Elena Myers e la sua Daytona 200

16 marzo 2013. In sella alla Triumph 675R del Sturgess Cycle Racing Team, Elena Myers si piazza nona assoluta al suo esordio nella Daytona 200, salvando il bilancio dell’azienda che ha perso subito i suoi piloti di punta e favoriti della corsa Jason Di Salvo e Joey Pascarella. Oltre ad essere il miglior risultato di sempre per una donna, Elena si è piazzata davanti alla sua ‘rivale’ Melissa Paris penalizzata da un ride-through per un’irregolarità durante l’ultima sosta ai box. Un mix micidiale per questa californiana. Giovane, bella e veloce.

Elena nasce a Mountain View, in California il 21 novembre 1993, ed è entrata nella storia per essere stata la prima donna a vincere una gara Ama Pro Racing, anzi è stata la prima donna a vincere una corsa professionale di qualsiasi tipo al Daytona International Speedway, esattamente il 17 marzo 2012.

Nel 2007, all’età di 13 anni, era già sotto contratto con il Team Kawasaki Green quindi Elena non ha fatto le scuole tradizionali, per cui ha perso tutte quelle cose che fanno le ragazze… per esempio la danza.  Ma poi sorride e dice:” Ma a me che m’importa, io guido le moto”. La sua famiglia è consapevole del fatto che essere donna ed essere veloce le ha portato fama e sponsor, ma sono tranquilli perchè sanno che è una ragazza con la testa sulle spalle e che non si è montata la testa per nulla.
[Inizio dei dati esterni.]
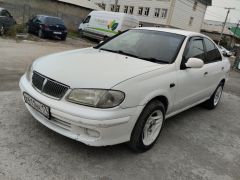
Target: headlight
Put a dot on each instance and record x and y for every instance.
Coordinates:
(98, 98)
(29, 72)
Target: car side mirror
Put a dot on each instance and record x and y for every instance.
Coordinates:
(194, 63)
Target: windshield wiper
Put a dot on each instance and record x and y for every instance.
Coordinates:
(151, 59)
(119, 52)
(155, 60)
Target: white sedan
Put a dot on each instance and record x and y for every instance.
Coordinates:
(123, 89)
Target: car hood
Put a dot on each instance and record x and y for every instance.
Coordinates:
(92, 68)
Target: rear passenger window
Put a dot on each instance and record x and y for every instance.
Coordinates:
(212, 52)
(196, 49)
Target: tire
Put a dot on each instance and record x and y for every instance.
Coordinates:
(1, 30)
(41, 34)
(215, 98)
(139, 141)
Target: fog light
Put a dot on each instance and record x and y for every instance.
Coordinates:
(92, 133)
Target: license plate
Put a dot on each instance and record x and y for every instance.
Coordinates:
(38, 106)
(57, 33)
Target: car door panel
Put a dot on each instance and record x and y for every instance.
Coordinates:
(214, 66)
(191, 81)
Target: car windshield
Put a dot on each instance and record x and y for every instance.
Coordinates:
(53, 21)
(154, 46)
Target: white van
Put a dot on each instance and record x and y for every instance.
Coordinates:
(102, 24)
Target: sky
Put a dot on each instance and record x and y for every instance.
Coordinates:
(217, 12)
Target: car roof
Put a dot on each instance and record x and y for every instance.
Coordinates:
(172, 30)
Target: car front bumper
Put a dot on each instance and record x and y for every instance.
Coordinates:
(107, 126)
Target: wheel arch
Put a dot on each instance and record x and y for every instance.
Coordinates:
(163, 99)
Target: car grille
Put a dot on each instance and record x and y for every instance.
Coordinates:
(48, 86)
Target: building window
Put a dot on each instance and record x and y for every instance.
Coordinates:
(131, 10)
(112, 7)
(191, 21)
(140, 10)
(117, 8)
(195, 5)
(164, 13)
(146, 11)
(125, 9)
(157, 12)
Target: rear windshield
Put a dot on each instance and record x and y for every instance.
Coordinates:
(161, 47)
(53, 21)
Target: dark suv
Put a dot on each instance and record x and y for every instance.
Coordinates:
(6, 20)
(47, 26)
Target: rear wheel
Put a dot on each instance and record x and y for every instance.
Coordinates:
(148, 127)
(215, 98)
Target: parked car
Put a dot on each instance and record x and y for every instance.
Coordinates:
(123, 89)
(101, 25)
(6, 20)
(47, 27)
(225, 52)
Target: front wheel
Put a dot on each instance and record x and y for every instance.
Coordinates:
(214, 99)
(148, 127)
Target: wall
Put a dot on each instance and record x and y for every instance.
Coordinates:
(152, 4)
(25, 9)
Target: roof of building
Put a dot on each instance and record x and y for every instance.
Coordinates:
(172, 30)
(207, 2)
(82, 3)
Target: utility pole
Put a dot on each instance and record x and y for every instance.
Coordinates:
(224, 24)
(115, 6)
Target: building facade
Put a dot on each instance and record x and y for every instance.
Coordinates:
(213, 29)
(72, 11)
(182, 14)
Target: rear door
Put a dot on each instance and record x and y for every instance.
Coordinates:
(214, 66)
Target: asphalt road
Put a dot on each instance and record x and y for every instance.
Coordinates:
(197, 144)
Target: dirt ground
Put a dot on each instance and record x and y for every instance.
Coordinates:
(197, 144)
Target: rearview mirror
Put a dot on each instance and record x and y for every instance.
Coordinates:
(194, 63)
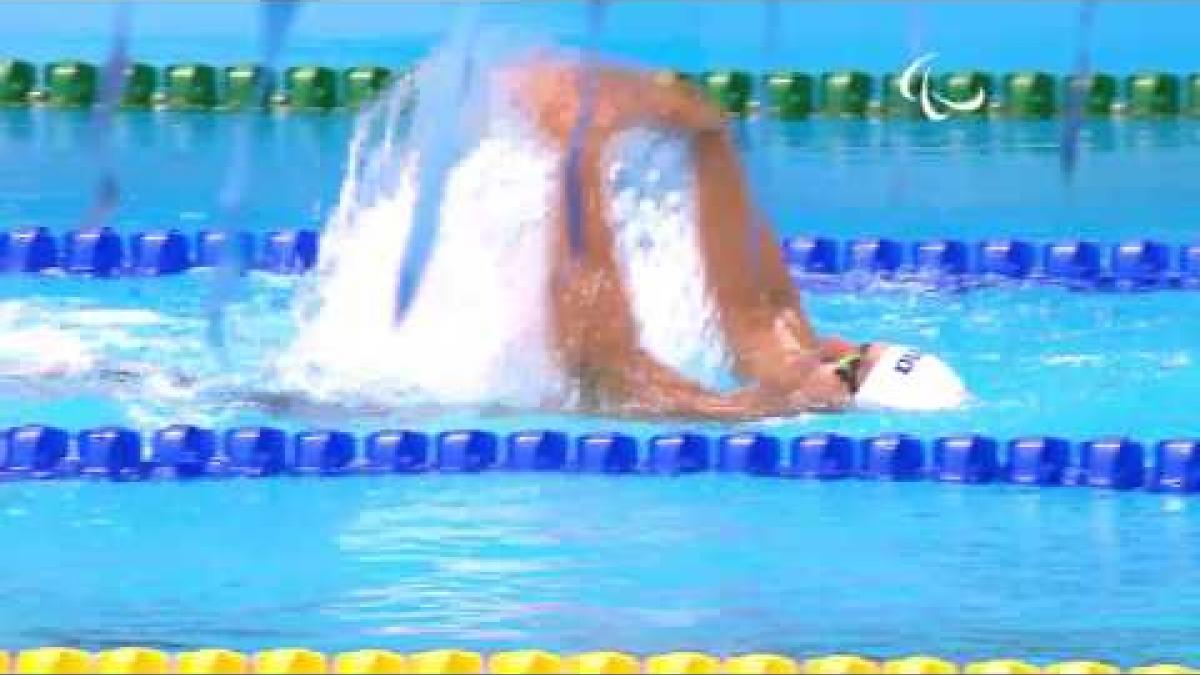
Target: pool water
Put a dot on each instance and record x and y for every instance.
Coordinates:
(715, 563)
(719, 563)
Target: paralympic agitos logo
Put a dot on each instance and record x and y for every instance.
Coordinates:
(934, 105)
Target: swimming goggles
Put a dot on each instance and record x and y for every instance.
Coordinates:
(850, 368)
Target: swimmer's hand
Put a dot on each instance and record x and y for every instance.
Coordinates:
(622, 99)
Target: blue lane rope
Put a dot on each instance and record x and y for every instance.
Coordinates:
(816, 263)
(39, 452)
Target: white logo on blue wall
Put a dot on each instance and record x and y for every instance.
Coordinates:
(918, 90)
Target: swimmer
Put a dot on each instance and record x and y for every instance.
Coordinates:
(784, 365)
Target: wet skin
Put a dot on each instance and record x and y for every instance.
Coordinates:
(785, 366)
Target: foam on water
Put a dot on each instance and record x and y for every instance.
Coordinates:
(477, 329)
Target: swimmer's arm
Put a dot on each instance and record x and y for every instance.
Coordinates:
(759, 306)
(623, 99)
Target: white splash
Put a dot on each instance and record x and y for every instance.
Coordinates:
(477, 332)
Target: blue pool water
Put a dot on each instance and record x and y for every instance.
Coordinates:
(570, 562)
(715, 563)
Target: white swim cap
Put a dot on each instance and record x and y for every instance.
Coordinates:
(905, 378)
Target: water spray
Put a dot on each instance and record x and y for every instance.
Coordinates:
(108, 193)
(275, 21)
(1073, 119)
(442, 135)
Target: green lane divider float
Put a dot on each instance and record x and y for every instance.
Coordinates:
(1153, 94)
(1030, 95)
(191, 87)
(845, 94)
(783, 94)
(789, 95)
(70, 84)
(16, 82)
Suo papà che l’ha seguita durante l’inizio della sua carriera ora resta in disparte e preferisce guardarla dalla tribuna insieme alla nonna, la sua prima tifosa che ha smesso di preoccuparsi per lei dopo averla vista correre la prima volta. Elena ha iniziato con le mini moto ad 8 anni  per passare poi alle supermoto e ottenendo subito buoni risultati. All’età di 11 anni corse nel John Ulrich Team Roadracing World e a 15 anni vinse la sua prima gara ottenendo così, con il supporto di Kawasaki, la sponsorizzazione del programma ‘Bambini non fumate’ e da ‘Umbrella girl USA’ una nota agenzia di moda per le ragazze del paddock. Quando aveva 11 anni, John Ulrich fece la promessa che quando avesse compiuto 16 anni l’avrebbe portata a correre al Daytona International Speedway, perchè quella era l’età minima concessa per poter correre nel campionato Pro. La sua prima vittoria nell’AMA Pro Racing arrivò nel quarto round della stagione 2010 all’Infineon Raceway di Sonoma in California. Gara che venne interrotta al decimo di 18 giri previsti causa due bandiere rosse e che hanno assicurato a Elena la vittoria in quanto la gara non poteva ripartire per i tempi troppo lunghi che ci sarebbero voluti a ripulire la pista. Vince la sua seconda gara a Daytona in supersport gara 2 il 17 marzo 2012 arrivando prima dopo una lotta in un gruppo di 4 piloti all’ultimo giro. Scesa dalla moto dichiara: “E’ stata una gara fenomenale, sono stata dietro per cercare di capire  quando potevo attaccare. Le altre moto erano veloci, ma la mia lo era molto di più.” Questo le valse ancora più sponsor, tra cui la Pirelli, ottenuti grazie al suo essere giovane e donna.

Alta 1.60 per 53 chili passa le giornate in palestra a fare sollevamento pesi e cardio fitness perchè dice che sa di essere piccolina e non troppo forte davanti ad una moto che pesa 175 kg, ma non si scoraggia mica, anzi, è molto ottimista e sicura di se e delle proprie capacità. Ha le idee molto chiare riguardo al suo futuro, e non ha paura di farsi male. “La prima volta che mi son fatta male cadendo ero molto seccata dalla cosa perchè volevo tornare subito in sella, e nonostante i pareri negativi dei dottori, appena ho ritenuto di essere pronta sono risalita in moto e via…

Questa ragazza tenace e veloce io la terrei d’occhio d’ora in poi.